3 La deuxième partie est consacrée aux analyses musicales. Il s’agit alors de trouver des méthodes d’analyse permettant de comprendre les logiques sous-jacentes de cette musique de tradition orale. Les analyses se fondent sur un corpus de quarante-trois exemples musicaux enregistrés sur le terrain et transcrits. Les enregistrements sont disponibles sur un CD. Après avoir choisi des traits qui nous semblaient pertinents dans cette musique, nous avons adapté un certain nombre de méthodes empruntées aux travaux des ethnomusicologues. Ainsi, par exemple pour les échelles, les analyses se fondent sur les articles de Constantin Brăiloiu, pour les intervalles sur les écrits de Vida Chenoweth, pour les structures sur ceux de Simha Arom et Nicolas Ruwet. Quelques ajustements de méthodes ont été réalisés afin d’adapter celles-ci au genre des musiques étudiées. Un dernier chapitre fait un bilan des caractéristiques musicales issues de nos analyses.

4 La dernière partie étudie le rôle des nattes-monnaie et de la musique à travers les échanges cérémoniels.

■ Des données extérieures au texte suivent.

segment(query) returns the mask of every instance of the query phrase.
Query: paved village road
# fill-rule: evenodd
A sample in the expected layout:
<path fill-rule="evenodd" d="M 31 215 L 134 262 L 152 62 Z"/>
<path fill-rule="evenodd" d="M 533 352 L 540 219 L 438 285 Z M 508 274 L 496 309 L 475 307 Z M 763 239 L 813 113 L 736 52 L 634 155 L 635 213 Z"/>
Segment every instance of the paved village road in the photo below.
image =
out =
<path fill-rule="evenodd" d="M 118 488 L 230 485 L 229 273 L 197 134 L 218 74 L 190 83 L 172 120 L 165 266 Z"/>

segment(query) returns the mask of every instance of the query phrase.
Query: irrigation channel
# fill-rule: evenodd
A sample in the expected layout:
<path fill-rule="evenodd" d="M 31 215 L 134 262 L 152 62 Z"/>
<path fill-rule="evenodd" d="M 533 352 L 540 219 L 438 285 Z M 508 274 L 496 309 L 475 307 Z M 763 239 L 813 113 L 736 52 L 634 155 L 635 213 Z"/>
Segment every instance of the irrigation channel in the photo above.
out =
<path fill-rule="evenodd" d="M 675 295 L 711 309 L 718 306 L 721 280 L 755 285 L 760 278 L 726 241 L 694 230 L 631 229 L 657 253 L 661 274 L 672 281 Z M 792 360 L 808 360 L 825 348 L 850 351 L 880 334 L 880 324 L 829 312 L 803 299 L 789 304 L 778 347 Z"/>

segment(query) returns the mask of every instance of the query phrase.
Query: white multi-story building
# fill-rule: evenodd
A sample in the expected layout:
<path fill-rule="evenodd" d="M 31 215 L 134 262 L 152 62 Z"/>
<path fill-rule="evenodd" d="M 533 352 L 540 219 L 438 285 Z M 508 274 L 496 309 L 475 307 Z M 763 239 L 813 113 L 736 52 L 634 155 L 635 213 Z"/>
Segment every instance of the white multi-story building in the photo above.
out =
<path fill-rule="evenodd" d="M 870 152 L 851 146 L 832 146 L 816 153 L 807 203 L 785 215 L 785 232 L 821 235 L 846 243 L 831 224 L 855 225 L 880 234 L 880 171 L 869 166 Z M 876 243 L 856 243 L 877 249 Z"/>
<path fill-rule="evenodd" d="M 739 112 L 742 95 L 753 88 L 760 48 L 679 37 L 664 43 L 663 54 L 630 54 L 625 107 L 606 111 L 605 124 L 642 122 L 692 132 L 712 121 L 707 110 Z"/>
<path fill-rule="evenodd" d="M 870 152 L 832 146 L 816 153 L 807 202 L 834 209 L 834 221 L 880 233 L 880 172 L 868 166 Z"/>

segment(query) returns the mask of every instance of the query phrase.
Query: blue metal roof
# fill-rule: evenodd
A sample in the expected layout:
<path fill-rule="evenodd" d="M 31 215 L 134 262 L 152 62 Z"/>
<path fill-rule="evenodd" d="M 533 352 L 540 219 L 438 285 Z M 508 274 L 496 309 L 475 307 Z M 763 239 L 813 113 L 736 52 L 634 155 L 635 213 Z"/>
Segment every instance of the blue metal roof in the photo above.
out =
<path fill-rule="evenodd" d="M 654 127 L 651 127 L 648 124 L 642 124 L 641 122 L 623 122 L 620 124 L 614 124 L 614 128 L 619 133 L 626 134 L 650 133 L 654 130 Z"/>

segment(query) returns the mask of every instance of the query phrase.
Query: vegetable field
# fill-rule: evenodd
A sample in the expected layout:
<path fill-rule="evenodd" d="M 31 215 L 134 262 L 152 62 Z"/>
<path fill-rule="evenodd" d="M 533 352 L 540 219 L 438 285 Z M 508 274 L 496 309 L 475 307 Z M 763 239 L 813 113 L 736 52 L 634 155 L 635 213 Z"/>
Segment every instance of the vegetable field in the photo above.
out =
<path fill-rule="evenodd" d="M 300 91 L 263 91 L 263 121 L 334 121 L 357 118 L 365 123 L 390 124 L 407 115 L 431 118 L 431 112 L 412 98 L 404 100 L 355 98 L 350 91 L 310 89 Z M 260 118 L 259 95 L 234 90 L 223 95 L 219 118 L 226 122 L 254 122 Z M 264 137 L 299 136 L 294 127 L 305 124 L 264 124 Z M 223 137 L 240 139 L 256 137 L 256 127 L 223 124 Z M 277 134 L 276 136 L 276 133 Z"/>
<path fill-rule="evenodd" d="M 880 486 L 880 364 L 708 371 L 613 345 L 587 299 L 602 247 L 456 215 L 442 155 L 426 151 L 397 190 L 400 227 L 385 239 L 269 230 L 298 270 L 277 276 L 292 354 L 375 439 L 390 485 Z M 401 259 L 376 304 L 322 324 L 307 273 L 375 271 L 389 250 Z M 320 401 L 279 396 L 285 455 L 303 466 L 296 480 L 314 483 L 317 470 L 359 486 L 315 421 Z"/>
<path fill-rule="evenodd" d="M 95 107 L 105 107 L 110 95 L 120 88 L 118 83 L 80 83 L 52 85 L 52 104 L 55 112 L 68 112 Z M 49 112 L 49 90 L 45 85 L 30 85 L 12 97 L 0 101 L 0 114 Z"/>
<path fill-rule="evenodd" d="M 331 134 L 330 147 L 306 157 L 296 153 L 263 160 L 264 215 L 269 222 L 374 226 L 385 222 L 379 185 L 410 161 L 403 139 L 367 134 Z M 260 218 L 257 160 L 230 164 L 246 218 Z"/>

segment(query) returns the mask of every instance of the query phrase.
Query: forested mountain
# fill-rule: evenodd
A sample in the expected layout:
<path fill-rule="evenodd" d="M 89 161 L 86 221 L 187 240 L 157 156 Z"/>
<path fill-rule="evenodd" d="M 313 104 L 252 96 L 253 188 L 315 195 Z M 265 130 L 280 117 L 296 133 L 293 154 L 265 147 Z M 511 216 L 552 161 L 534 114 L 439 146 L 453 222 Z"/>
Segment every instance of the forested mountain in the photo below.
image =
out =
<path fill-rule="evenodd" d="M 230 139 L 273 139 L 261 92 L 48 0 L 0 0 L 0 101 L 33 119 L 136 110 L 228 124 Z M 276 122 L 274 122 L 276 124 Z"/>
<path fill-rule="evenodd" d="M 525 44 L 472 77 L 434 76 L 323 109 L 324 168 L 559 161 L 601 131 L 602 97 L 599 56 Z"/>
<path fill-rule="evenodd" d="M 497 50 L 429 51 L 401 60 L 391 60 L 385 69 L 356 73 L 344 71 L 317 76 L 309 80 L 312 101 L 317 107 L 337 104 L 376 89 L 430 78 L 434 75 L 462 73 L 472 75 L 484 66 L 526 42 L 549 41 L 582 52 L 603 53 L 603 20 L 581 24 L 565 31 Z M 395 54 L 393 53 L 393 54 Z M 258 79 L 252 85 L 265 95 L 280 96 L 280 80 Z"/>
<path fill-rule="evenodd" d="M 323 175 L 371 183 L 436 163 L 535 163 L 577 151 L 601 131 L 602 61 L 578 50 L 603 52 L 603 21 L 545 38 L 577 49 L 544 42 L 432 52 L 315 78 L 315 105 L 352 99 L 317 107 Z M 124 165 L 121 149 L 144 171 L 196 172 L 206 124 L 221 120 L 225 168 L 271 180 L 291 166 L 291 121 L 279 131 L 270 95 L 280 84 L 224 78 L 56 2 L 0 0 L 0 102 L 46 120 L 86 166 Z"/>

Ainsi nous nous tournons vers le domaine économique. En effet, la musique de l’île est régie par les droits d’auteur. La musique s’achète et s’échange selon des règles bien précises décrites ici. Après l’exposition des grands points de la production des nattes et des chants, un autre chapitre est consacré aux échanges cérémoniels. Deux événements importants sont décrits: le premier est la danse havwa du Nord de l’île, danse qui donne lieu à de grands échanges de nattes rouges entre les femmes. Le deuxième se déroule dans le Centre de l’île, il s’agit de la cérémonie de kau qui donne lieu à des danses féminines avec des nattes rouges et à de nombreux échanges. Ainsi nous décrivons des événements à travers lesquels le rapport nattes/musique est clairement explicite. Les échanges lors de ces cérémonies sont ensuite analysés et comparés. Un dernier chapitre est consacré à la consommation ainsi qu’au rôle de la musique dans le domaine économique. Nous analysons différents aspects économiques de la musique et faisons un bilan des trois manières différentes de transmettre la musique.